Segundo Soares (2007) tais aparelhos eram “suplícios que estigmatizavam os escravos delinquentes, tais como o uso de “ferro ao pescoço” (gargalheira) e “ferro ao pé”(correntes)[2] então consagrados no Código Criminal de 1830, que, dentre outras providências, admitia-se a “pena de morte”[3] aos crimes de homicídio, previsto no art.192, e no de Insurreição, art., 113.

O conto “O Caso da Vara”, ironiza a delinquência dos escravos e suas fugas, esta, de duas maneiras distintas: Uma era do jovem seminarista, Damião, que fugira do seminário e temendo enfrentar a ira do pai se abriga na casa da viúva Sinhá Rita, tornando, por assim dizer, escravo dela, se acovardado e rendendo-se às ordens delas para não voltar ao seminário. A outra é da escrava Lucrécia, que, não cumprindo com suas obrigações de escrava, é submetida aos castigos de Sinhá Rita, e, inconformada com a situação foge de sua senhora. Porém, ela é surpreendida com a entrega da vara por Damião à Sinhá Rita.

Neste conto, Machado utiliza da “vara” como “punição” aos escravos que desobedeciam as ordens de seus senhores, tendo arraigado nela a figura dos açoites, prevista como pena no primeiro código penal brasileiro. Vejamos:

 (...) Uma destas, estúrdia, obrigada a trejeitos, fez rir a uma das crias de Sinhá Rita, que esquecera o trabalho, para mirar e escutar o moço. Sinhá Rita pegou de uma vara que estava ao pé da marquesa, e ameaçou-a:

— Lucrécia, olha a vara! A pequena abaixou a cabeça, aparando o golpe, mas o golpe não veio. Era uma advertência; se à noitinha a tarefa não estivesse pronta, Lucrécia receberia o castigo do costume. (...).

As questões inerentes à fuga de escravos e sua insatisfação com o regime imposto eram de suma importância no Brasil dos sécs. XIX ao XX, motivo pelo qual foram consagradas no Código Criminal do Império do Brasil, no capítulo concernente aos crimes contra a segurança interna do Império e da tranquilidade pública, caracterizando a Insurreição nos art.113 ao 115 como crime punível à morte, à galés perpétuas e  açoites.

Machado em “O Pai Contra a Mãe”, evidencia esse fato:

Há meio século, os escravos fugiam com freqüência.
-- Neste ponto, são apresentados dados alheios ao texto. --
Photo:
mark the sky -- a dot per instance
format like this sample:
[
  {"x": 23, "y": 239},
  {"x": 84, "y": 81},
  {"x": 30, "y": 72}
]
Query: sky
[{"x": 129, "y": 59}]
Eram muitos, e nem todos gostavam da escravidão. Sucedia ocasionalmente apanharem pancada, e nem todos gostavam de apanhar pancada. Grande parte era apenas repreendida; havia alguém de casa que servia de padrinho, e o mesmo dono não era mau; além disso, o sentimento da propriedade moderava a ação, porque dinheiro também dói. A fuga repetia-se, entretanto.
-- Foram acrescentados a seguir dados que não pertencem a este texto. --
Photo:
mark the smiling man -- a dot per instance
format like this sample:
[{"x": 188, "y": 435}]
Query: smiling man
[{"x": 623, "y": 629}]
O Código Criminal do Império do Brasil, no capítulo “Das Penas” dispõe em seu art.33 e seguintes sobre a qualidade das penas e da maneira de impô-las e cumpri-las, que, dentre outras disposições, prevê a aplicação da pena de morte, de galés perpétua[4] e de prisão com trabalhos forçados.

Para Noé Azevedo os textos dessas leis lembravam os draconianos, imitando o que ocorria na Antiga Roma, onde o senhor tinha sobre o escravo o jus vitae necisque - o direito de vida e de morte.

O Código Criminal do Império do Brasil foi inovador em vários aspectos, entre eles a exclusão da pena capital para crimes políticos. Nele fixava um esboço de individualização da pena e previa a existência de atenuantes e agravantes, estabelecia julgamento especial para menores de quatorze anos e polemizava quanto à pena aplicada aos escravos prevista no artigo 60[5].

Entende Soares (2007) que o código criminal não fora tão inovador para os escravos vez que fora mantido os suplícios corporais, consoante a punição e crimes que cometiam, salientando o seguinte:

(...) Segundo as classes dominantes e seus legisladores, a punição física jamais poderia ser abolida, pois os negros cativos, além de não serem cidadãos de espécie alguma, eram indivíduos “rudes”, “incultos”e “sem condições” de condições de conhecer a  dimensão das leis sociais, só se submetendo a elas devido ao temor de castigos físicos. Portanto os açoites continuavam a ser aplicado aos escravos delinqüentes, inclusive publicamente, para que a punição tivesse um efeito exemplar e preventivo sobre todos os cativos, mantendo-se assim, até os anos de 1840, o grotesco espetáculo do pelourinho do Campo de Santana[6].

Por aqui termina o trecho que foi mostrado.